“Wow! This technology is amazing,” I marveled while downloading the latest photographs of our grandchildren from my new computer, a combined Christmas present from our children.
Living in four different directions all across the country, we did not get to see each other all that often, so sharing family pics was the next best thing.
“Oh, look, Henry! Doesn’t Thad look just like his dad at that age?” the adorable quirky smile staring back at us as crooked as a lopsided crescent moon, “My goodness, Janie is almost as tall as her mother! I think we’ll have to exchange those fancy frayed jeans we just got for her—they’re probably much too short already. Although, maybe she’d want to wear them as pedal-pushers; I mean, capris,” I amended, remembering that clothing fads seemed to eventually evolve back into old styles with new names.
I painstakingly gathered up our latest photos, scanning and uploading them into the computer to send to Bradley, Serena and Gabriella in attached e-mail files. I hoped they would be duly impressed with my expertise, gained through much trial and error with several “how-to” books for dummies at my side.
“You go, girl!” I would congratulate myself at each new acquired skill set, an expression I had picked up from 15-year-old granddaughter, Ebony.
Generally, though, I was not fond of learning the nuances of uploading and downloading when it came to instruction manuals to our newest technological or electronic equipment purchases. But, much as I preferred the “antiquated” notion of physical booklets coming with new items, I had to admit that being able to download only the necessary pages I particularly was interested in, a definite advantage. Who reads all the terms and conditions or the ridiculous warnings taking up all that space anyway? Besides, I thought killing trees was unpopular today, “going green” the present trend.
My e-mails now completed with attached uploaded files, I absently brushed off the dusty keyboard with the proper brush when the timer buzzer on my cell phone rang.
“Time for my soap opera!” patting my husband’s hand as I made a none-too-graceful swan dive onto the couch in front of the TV. (Henry was known to joke that a three-alarm fire couldn’t keep me from my daily soap “fix.”)
I was smitten with the handsome lead actor and his suave demeanor, regardless of his adulterous, philandering ways and occasional foul language. This episode, however, was rather sordid and I jumped guiltily when my neighbor, Kathleen, casually stopped over to borrow my mixer. The final scene of the television episode still fresh on my mind, I was unable to focus fully on our conversation, until,
“MaryBeth, I know you go to church every week and that you must be a religious person. And, uh, I have this addiction I am trying to beat. Do you think you could help me with it? Maybe you could pray for me every afternoon at 4:00. That’s when Scott arrives here after his shift at the plant.”
“Scott, the guy who does your lawn?” now receiving my full, undivided attention.
“Well, yes, he does; but, also, we’ve kinda been spending moments alone together when Tony’s not around, if you get my drift.”
For once, I was shocked enough not to initially respond.

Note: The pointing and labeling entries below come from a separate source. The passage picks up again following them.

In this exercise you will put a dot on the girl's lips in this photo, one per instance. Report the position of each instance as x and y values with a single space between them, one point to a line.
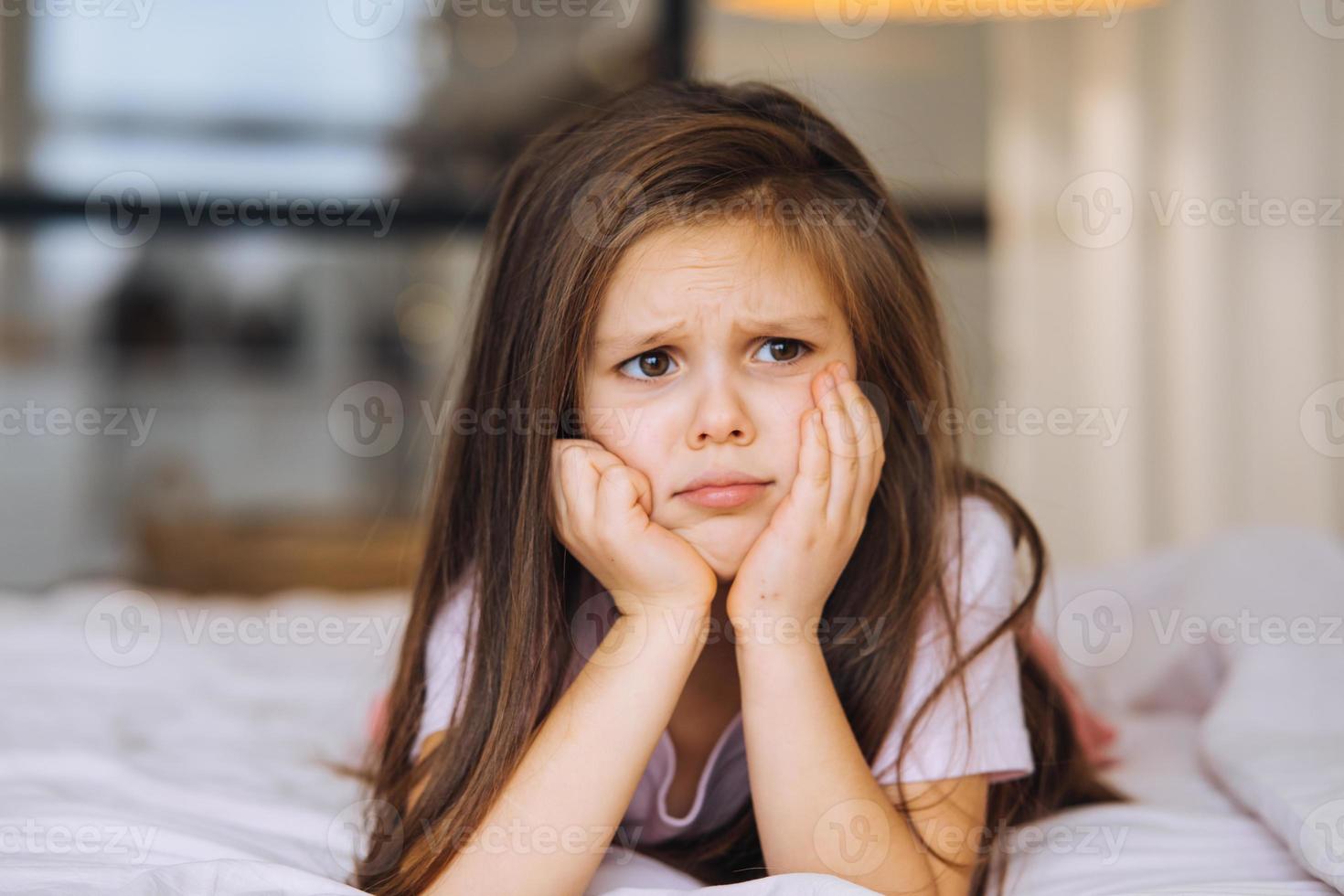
725 496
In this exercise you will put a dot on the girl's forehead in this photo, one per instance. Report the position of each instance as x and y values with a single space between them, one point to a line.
720 274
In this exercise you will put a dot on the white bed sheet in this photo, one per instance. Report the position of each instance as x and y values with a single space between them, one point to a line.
197 769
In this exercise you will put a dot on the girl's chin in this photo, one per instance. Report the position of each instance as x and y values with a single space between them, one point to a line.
723 541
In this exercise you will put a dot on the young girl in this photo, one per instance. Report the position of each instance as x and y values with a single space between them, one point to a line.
702 581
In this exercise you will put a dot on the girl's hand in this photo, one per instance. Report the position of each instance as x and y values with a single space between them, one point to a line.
795 563
601 513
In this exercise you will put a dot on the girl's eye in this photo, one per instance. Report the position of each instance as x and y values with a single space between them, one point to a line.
781 351
649 366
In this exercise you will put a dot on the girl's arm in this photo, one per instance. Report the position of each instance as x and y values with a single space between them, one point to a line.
560 809
817 804
555 817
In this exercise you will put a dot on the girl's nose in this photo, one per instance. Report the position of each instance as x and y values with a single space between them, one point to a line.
720 417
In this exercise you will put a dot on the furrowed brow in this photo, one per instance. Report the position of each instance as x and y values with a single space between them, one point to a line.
631 344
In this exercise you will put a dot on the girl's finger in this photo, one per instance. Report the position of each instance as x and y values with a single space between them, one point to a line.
867 429
560 503
812 484
580 483
844 461
618 496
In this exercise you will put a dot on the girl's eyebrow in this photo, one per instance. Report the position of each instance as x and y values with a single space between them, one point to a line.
786 324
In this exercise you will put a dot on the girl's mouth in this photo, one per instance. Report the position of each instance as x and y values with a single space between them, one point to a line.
725 496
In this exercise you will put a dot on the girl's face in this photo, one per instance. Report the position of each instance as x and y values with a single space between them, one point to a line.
706 347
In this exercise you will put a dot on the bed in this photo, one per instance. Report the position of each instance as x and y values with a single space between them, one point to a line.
154 743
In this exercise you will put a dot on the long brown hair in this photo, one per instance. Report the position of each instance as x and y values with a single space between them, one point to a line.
657 156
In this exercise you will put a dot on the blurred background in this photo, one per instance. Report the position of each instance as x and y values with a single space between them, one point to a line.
237 245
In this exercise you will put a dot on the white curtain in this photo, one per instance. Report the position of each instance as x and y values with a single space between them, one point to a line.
1200 304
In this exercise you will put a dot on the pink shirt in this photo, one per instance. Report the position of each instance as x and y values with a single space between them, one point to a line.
941 749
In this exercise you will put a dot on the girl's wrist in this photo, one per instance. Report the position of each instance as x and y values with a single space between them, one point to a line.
774 627
683 626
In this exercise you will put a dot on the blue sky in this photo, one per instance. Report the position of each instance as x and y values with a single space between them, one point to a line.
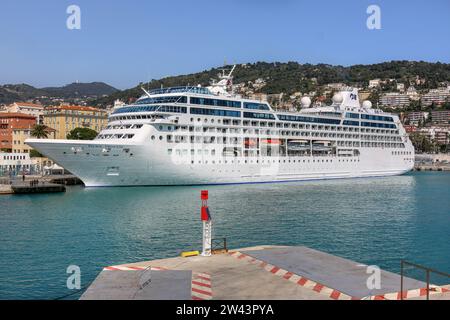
125 42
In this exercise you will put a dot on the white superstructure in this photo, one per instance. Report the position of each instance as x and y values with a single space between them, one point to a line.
198 135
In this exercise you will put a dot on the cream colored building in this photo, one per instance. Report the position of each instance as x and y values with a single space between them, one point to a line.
66 118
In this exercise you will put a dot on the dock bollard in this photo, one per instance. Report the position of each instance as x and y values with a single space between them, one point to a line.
207 224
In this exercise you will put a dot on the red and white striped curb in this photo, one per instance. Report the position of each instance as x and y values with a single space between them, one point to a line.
201 287
414 293
294 278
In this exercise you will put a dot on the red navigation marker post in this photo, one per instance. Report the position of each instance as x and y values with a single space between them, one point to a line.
207 224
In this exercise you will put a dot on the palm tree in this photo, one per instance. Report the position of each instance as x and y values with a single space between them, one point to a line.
39 131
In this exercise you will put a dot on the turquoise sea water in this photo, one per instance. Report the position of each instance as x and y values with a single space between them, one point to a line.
374 221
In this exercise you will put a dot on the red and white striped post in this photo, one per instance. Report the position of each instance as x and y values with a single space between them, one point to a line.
207 224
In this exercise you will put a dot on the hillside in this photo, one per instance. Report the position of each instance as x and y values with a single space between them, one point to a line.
23 92
293 77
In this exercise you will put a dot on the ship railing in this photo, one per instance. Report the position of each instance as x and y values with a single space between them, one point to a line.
428 272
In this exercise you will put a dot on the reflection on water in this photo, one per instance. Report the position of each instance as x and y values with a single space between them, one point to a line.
375 221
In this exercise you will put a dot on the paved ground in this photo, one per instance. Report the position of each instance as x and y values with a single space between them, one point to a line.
344 275
231 278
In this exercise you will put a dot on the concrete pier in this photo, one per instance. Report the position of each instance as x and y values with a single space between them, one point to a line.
264 272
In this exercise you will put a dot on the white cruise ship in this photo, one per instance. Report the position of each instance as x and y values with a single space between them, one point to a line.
208 135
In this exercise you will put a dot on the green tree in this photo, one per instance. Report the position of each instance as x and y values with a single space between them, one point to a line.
39 131
82 134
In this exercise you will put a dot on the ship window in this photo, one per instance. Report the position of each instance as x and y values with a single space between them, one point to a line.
256 106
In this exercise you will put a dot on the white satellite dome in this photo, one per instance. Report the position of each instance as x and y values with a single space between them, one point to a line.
306 102
338 98
367 104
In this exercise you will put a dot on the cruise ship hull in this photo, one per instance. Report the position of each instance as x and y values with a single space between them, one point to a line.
100 164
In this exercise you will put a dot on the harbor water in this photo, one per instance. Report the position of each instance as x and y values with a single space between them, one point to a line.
374 221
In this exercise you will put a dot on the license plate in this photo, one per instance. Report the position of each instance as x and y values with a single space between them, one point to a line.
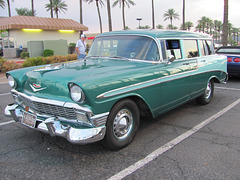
29 120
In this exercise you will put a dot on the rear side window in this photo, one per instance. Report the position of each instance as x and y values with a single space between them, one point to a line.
209 44
172 48
190 48
204 48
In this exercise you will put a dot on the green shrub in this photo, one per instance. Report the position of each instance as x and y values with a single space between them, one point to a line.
72 45
48 60
48 52
2 61
24 55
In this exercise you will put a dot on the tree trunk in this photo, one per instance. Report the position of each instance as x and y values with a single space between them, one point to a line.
225 24
109 16
9 9
124 26
81 18
153 18
183 14
51 9
32 8
99 16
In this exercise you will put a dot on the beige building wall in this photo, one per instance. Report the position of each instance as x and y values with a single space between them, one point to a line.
21 37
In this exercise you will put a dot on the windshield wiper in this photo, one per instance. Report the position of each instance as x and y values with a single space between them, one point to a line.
119 57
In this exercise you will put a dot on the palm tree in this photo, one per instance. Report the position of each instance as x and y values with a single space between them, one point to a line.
81 16
33 12
97 5
153 19
203 22
109 15
122 4
235 32
183 27
170 14
9 9
188 24
57 6
225 24
2 4
159 26
51 6
25 12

“MaryBeth, it’s SO romantic! Just like the soap opera you and I watch. I know it’s probably wrong, but. . .”
I prayed with Kathleen and after she went home, I did some real soul-searching. Was it only an hour ago that I was uploading and downloading family pictures? My heart raced when the implication hit home: Kathleen was uploading all those scenes from that sinful soap opera into her heart and eventually downloading them into her own life. And I could be in danger of the same thing if I continued watching these questionable behaviors and allowing unwholesome thoughts to jeopardize my faith.
Many times since when I am uploading and downloading on the computer, God has reminded me of that afternoon when I learned that what I allow IN will eventually come OUT.
THE BIBLE, Philippians 4:8:
Finally, brothers and sisters, whatever is true, whatever is noble, whatever is right, whatever is pure, whatever is lovely, whatever is admirable—if anything is excellent or praiseworthy—think about such things.